Der Körper ist es, an dem alles verhandelt wird, weil er die Grenze zwischen Privatperson und Künstler:in nicht markieren kann.
So wie ihr als Sänger:innen diese Grenze nicht zu ziehen vermögt, weil ihr Hochleistungssportler:innen seid. Jeden Abend auf der Bühne müsst ihr extrem schwierige Sachen singen, ihr müsst kämpfen, euch ängstigen, ihr schwitzt, ihr arbeitet euch ab an den Partien und seid immer so viel mehr als bloß eure Rolle. Und genau dies bewusst zu machen, das ist das Ziel dieser Arbeit. Ich möchte wirklich einen sehr puren, sehr ehrlichen, einen unverzierten Umgang mit dem Theater als Theater.
Es geht mir um das Ausstellen von Virtuosität und von Körpern, die sich etwas aussetzen.
Rebekka Dornhege Reyes: Die Auseinandersetzung mit dem Körper findet auch eine Entsprechung auf der Bühne. Bei uns gibt es keinen konkreten Ort und keine Theaterkulisse, sondern einen Raum, der den Bewegungen der Körper folgt, sie aber auch bestimmt und bewusst extremen Situationen aussetzt.

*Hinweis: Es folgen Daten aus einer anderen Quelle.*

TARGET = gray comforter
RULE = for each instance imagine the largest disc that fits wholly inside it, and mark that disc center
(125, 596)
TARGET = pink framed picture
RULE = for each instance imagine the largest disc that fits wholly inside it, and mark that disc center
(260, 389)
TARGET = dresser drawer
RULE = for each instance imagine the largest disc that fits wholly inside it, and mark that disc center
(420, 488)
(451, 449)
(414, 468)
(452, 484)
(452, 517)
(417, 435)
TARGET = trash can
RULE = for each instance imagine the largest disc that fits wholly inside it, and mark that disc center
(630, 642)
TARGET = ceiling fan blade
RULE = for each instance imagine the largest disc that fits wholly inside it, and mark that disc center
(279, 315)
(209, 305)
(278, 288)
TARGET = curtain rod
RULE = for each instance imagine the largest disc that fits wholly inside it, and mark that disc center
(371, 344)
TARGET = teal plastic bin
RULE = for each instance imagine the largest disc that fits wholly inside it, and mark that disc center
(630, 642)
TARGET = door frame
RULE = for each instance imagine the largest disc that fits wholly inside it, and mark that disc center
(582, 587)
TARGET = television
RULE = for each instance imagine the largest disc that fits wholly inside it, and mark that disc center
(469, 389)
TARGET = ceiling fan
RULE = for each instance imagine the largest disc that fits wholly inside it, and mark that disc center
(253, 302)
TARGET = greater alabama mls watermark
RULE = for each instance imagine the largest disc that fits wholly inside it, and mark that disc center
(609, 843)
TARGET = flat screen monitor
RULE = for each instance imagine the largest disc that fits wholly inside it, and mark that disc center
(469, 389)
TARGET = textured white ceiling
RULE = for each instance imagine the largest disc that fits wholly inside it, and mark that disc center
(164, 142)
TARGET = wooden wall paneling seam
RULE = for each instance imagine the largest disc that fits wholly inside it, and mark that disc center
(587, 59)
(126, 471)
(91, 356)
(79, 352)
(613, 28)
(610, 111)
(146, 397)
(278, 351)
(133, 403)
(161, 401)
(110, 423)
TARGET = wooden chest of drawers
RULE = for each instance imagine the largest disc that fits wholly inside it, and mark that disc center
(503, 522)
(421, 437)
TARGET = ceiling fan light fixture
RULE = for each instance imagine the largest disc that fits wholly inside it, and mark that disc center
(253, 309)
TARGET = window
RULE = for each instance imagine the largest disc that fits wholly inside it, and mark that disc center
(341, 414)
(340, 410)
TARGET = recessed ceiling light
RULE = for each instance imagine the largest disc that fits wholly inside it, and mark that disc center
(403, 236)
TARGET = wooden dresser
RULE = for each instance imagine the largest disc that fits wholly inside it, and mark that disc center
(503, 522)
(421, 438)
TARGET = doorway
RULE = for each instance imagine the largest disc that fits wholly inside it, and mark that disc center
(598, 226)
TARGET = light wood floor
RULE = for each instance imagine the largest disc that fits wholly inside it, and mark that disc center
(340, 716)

Zentral ist die Schwebebühne, ein sehr großer hängender Plafond, den man zuerst nicht wahrnimmt. Zu Beginn sieht man eine leere Bühne, bis sich plötzlich der Boden zu heben beginnt. Der Plafond kann kippen, neue und andere Räume entstehen lassen, in ihm öffnen sich Klappen und man verliert den Boden unter den Füßen. Auch beim Kostüm geht es uns darum, euch als Performer:innen auszustellen. Wir bleiben bewusst an der Grenze zwischen Privatsein und Profession und haben für euch, die Solist:innen, so etwas wie ein „Nicht-Kostüm“ entworfen – ein relativ unprätentiöses, zeitloses „Künstlerkostüm.“ Den Chor hingegen haben wir überzeichnet. Er ist laut, bunt, die Karikatur einer Gesellschaft.

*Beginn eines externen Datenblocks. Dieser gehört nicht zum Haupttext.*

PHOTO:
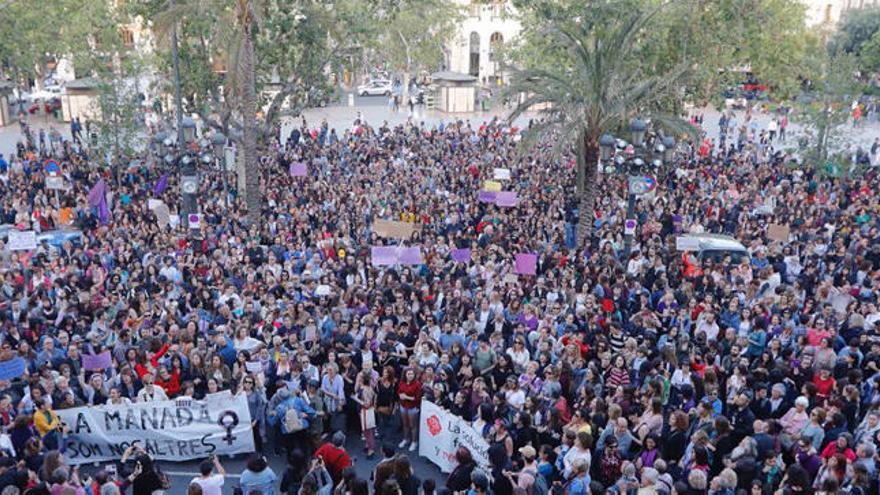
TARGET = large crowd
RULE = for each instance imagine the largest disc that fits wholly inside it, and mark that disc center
(601, 373)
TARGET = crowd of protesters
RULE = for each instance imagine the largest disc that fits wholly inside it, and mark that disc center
(602, 373)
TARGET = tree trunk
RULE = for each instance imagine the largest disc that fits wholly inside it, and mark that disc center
(587, 178)
(249, 125)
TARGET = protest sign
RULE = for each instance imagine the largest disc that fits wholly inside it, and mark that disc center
(97, 362)
(13, 368)
(383, 255)
(506, 198)
(410, 256)
(777, 232)
(526, 263)
(394, 230)
(21, 240)
(298, 169)
(441, 433)
(491, 185)
(166, 430)
(461, 255)
(487, 196)
(501, 174)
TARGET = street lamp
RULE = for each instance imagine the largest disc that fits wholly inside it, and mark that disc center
(633, 160)
(189, 129)
(637, 128)
(219, 142)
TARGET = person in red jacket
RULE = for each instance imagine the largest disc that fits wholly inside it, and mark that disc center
(148, 362)
(170, 382)
(409, 391)
(334, 456)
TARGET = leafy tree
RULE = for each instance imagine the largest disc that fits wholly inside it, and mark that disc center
(411, 35)
(591, 81)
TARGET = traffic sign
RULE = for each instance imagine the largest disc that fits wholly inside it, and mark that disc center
(642, 184)
(51, 167)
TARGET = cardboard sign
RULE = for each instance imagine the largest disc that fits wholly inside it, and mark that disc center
(526, 263)
(779, 233)
(461, 255)
(487, 196)
(501, 174)
(410, 256)
(97, 362)
(21, 240)
(492, 186)
(394, 230)
(506, 198)
(299, 169)
(383, 255)
(687, 243)
(55, 183)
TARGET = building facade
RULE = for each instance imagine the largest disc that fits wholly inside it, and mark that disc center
(827, 13)
(486, 28)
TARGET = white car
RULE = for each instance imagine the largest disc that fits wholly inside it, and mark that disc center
(375, 88)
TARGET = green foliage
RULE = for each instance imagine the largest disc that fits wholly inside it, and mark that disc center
(410, 35)
(826, 107)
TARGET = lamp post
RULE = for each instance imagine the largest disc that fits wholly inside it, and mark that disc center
(634, 160)
(219, 142)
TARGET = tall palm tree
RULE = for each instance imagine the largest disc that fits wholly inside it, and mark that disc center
(235, 29)
(588, 80)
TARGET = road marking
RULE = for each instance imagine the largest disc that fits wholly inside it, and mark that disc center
(186, 474)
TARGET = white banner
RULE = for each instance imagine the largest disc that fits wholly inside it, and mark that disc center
(441, 433)
(167, 430)
(22, 240)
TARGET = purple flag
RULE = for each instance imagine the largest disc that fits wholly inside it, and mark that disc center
(383, 255)
(506, 198)
(461, 255)
(161, 185)
(298, 169)
(411, 256)
(98, 193)
(97, 362)
(487, 197)
(526, 263)
(98, 199)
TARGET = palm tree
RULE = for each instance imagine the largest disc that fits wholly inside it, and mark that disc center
(587, 80)
(236, 30)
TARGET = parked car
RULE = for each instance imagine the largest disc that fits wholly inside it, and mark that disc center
(375, 88)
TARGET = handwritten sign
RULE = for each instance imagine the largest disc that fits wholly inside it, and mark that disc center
(12, 369)
(506, 198)
(97, 362)
(22, 240)
(526, 263)
(394, 230)
(501, 174)
(298, 169)
(461, 255)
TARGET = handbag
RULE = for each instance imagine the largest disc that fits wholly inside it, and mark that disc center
(368, 418)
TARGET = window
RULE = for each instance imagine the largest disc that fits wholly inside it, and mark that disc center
(474, 66)
(127, 37)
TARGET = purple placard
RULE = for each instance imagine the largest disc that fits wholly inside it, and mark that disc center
(461, 255)
(506, 198)
(410, 256)
(97, 362)
(298, 169)
(383, 255)
(487, 197)
(526, 263)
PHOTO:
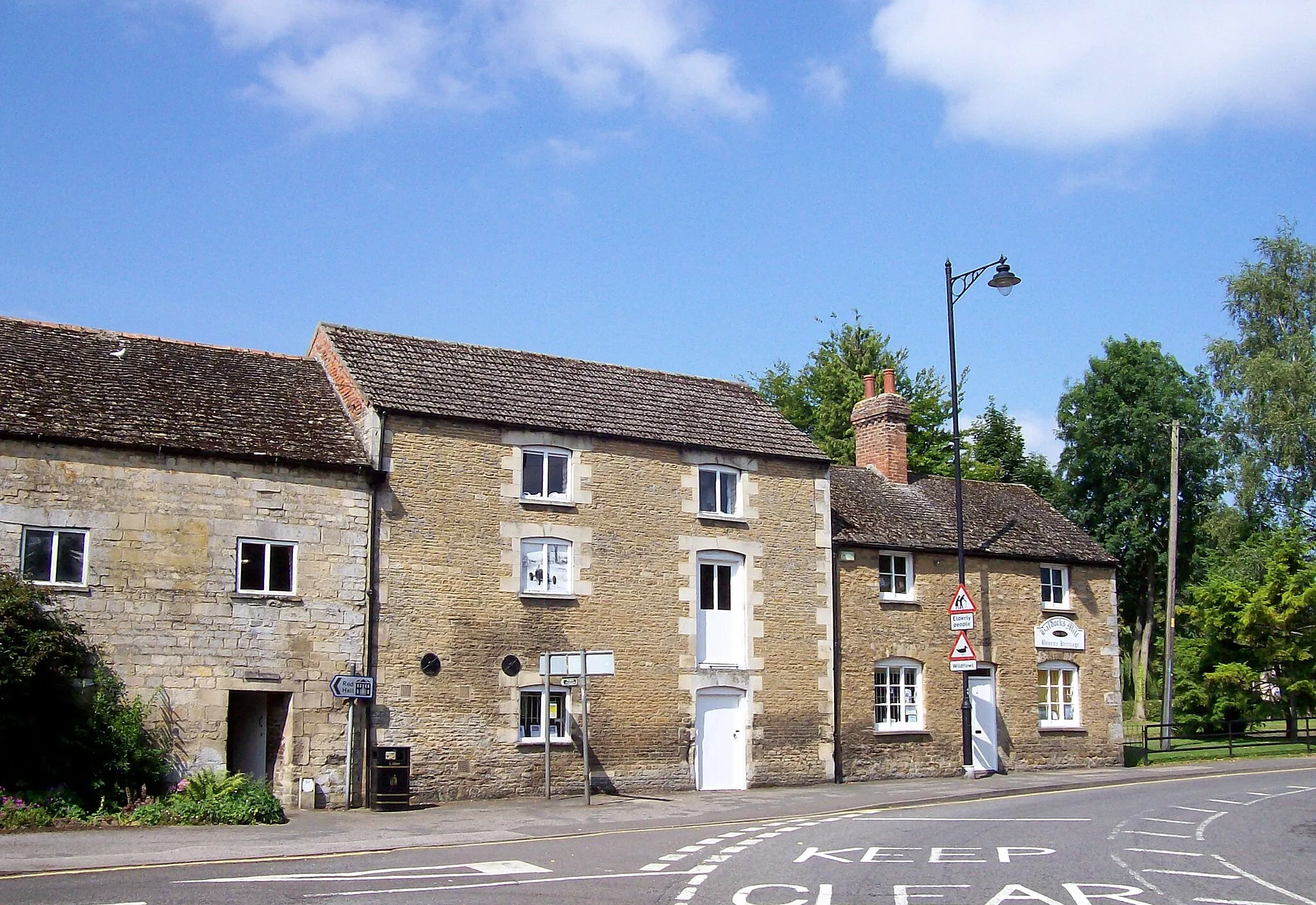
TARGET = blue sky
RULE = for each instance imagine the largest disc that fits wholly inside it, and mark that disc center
(679, 184)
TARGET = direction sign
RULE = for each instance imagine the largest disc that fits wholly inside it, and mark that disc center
(963, 656)
(963, 603)
(344, 686)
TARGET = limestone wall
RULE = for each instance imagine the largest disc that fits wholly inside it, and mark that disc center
(1007, 594)
(161, 596)
(450, 532)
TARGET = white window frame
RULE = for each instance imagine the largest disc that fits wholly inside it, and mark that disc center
(1066, 604)
(737, 611)
(895, 595)
(719, 494)
(537, 691)
(524, 577)
(54, 555)
(900, 663)
(267, 544)
(1044, 707)
(560, 499)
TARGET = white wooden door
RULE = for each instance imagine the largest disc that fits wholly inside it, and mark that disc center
(720, 740)
(982, 694)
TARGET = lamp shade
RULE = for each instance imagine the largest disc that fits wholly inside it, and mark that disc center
(1004, 279)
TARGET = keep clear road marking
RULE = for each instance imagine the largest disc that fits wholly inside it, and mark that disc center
(477, 868)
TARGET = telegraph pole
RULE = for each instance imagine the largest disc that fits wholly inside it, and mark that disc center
(1171, 569)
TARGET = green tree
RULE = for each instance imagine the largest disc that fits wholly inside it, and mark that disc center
(78, 729)
(817, 399)
(997, 453)
(1115, 471)
(1267, 379)
(1256, 617)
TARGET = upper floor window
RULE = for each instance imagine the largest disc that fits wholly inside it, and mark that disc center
(545, 474)
(719, 491)
(898, 695)
(895, 575)
(1057, 695)
(722, 609)
(545, 566)
(1054, 587)
(266, 566)
(54, 555)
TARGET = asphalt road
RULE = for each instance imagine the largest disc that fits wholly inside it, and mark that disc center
(1232, 839)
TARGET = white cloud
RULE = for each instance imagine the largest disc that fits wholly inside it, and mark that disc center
(339, 61)
(1040, 435)
(827, 80)
(614, 53)
(1087, 73)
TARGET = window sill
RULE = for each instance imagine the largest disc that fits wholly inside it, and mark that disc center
(538, 742)
(723, 517)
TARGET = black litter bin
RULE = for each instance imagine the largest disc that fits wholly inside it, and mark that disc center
(390, 779)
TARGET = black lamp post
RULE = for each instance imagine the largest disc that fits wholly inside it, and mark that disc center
(1004, 280)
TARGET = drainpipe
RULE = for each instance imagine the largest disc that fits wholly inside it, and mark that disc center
(836, 668)
(378, 485)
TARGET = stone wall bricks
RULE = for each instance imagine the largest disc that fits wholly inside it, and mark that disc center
(161, 600)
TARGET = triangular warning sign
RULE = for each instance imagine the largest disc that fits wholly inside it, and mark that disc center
(963, 603)
(963, 650)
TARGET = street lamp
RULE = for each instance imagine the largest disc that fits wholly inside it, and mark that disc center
(1003, 280)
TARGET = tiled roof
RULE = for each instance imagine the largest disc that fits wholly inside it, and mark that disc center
(499, 386)
(89, 386)
(1000, 520)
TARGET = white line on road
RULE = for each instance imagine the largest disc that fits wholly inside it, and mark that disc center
(1168, 852)
(481, 886)
(1210, 877)
(1162, 820)
(1265, 883)
(982, 820)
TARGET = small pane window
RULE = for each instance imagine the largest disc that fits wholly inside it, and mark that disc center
(544, 474)
(1057, 695)
(719, 491)
(715, 586)
(532, 716)
(894, 575)
(545, 566)
(54, 555)
(898, 696)
(1054, 587)
(266, 568)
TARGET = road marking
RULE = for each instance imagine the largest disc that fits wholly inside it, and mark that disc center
(1202, 828)
(979, 820)
(477, 886)
(1168, 852)
(1210, 877)
(1265, 883)
(477, 868)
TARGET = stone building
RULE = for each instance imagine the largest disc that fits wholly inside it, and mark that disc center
(1047, 690)
(541, 504)
(204, 514)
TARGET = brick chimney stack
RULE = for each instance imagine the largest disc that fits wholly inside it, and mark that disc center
(880, 428)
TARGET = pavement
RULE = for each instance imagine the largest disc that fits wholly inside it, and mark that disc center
(326, 833)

Ulrike Schwab: Mein Bedürfnis wäre es, bei Pagliacci den Zuschauer:innen direkt auf dem Schoß zu sitzen, ganz nah an sie heranzurücken. Leoncavallo behauptet ja keine abgeschlossene Kunstwelt, sondern bezieht uns als Publikum in alle Realitätsebenen des Stückes mit ein.
Rebekka Dornhege Reyes: Eigentlich dürfte es gar keinen hermetischen Bühnenraum geben. Wir haben den Künstlerkörper deshalb ganz bewusst in die Nähe des Publikums gerückt. Gleich zu Beginn sehen wir eine Vitrine, die Nedda als Körper ausstellt.

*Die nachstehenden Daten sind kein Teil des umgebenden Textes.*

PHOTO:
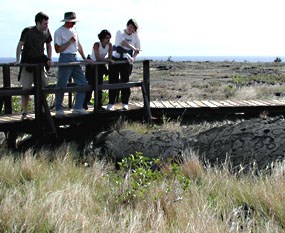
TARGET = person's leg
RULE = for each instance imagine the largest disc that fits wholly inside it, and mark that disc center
(113, 78)
(90, 79)
(125, 77)
(102, 70)
(26, 81)
(64, 73)
(80, 80)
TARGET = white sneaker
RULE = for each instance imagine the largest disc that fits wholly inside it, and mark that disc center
(59, 112)
(125, 107)
(110, 107)
(79, 111)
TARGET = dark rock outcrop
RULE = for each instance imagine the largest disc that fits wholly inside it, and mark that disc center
(256, 140)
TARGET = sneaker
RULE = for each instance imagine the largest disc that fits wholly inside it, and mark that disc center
(59, 112)
(25, 116)
(125, 107)
(110, 107)
(79, 111)
(85, 106)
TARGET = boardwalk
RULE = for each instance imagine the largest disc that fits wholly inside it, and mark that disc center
(44, 122)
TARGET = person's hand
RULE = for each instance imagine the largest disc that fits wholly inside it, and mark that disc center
(88, 61)
(111, 61)
(49, 62)
(72, 39)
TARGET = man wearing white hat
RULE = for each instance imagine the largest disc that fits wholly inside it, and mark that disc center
(66, 42)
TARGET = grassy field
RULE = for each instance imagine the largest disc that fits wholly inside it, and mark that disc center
(61, 193)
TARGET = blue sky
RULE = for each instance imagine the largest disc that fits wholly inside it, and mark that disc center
(167, 27)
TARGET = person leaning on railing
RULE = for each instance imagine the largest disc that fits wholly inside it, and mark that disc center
(101, 51)
(30, 49)
(66, 42)
(127, 47)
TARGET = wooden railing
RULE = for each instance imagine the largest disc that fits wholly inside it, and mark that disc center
(39, 92)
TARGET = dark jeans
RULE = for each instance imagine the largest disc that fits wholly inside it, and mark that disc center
(102, 70)
(119, 73)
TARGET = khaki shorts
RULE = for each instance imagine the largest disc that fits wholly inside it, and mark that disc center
(27, 79)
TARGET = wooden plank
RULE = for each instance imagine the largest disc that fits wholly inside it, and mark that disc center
(233, 103)
(209, 104)
(265, 102)
(192, 104)
(176, 104)
(218, 104)
(157, 104)
(259, 103)
(151, 104)
(247, 103)
(278, 102)
(167, 104)
(184, 104)
(137, 104)
(199, 103)
(226, 104)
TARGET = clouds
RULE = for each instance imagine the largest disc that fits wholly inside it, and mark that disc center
(167, 27)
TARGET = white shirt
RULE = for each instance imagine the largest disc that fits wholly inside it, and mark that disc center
(102, 51)
(62, 35)
(132, 39)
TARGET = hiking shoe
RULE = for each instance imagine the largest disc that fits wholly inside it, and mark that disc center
(59, 112)
(125, 107)
(110, 107)
(25, 116)
(79, 111)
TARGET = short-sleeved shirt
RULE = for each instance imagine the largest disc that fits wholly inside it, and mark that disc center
(132, 39)
(102, 51)
(34, 41)
(63, 35)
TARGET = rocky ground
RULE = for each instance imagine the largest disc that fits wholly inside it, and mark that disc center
(252, 142)
(241, 143)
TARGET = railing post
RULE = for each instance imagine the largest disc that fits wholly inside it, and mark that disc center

Ihr Körper ist Kunstobjekt und Ausstellungsstück zugleich.
Ulrike Schwab: Wie in einem Museum für moderne Kunst. Ich schaue mir etwas an, das ich zwar nicht genau deuten kann, aber es löst etwas in mir aus. Und das würde ich mir wünschen: Dass wir in die Oper gehen wie Menschen ins Museum, wir einfach freier und neugieriger auf unser Genre Oper schauen.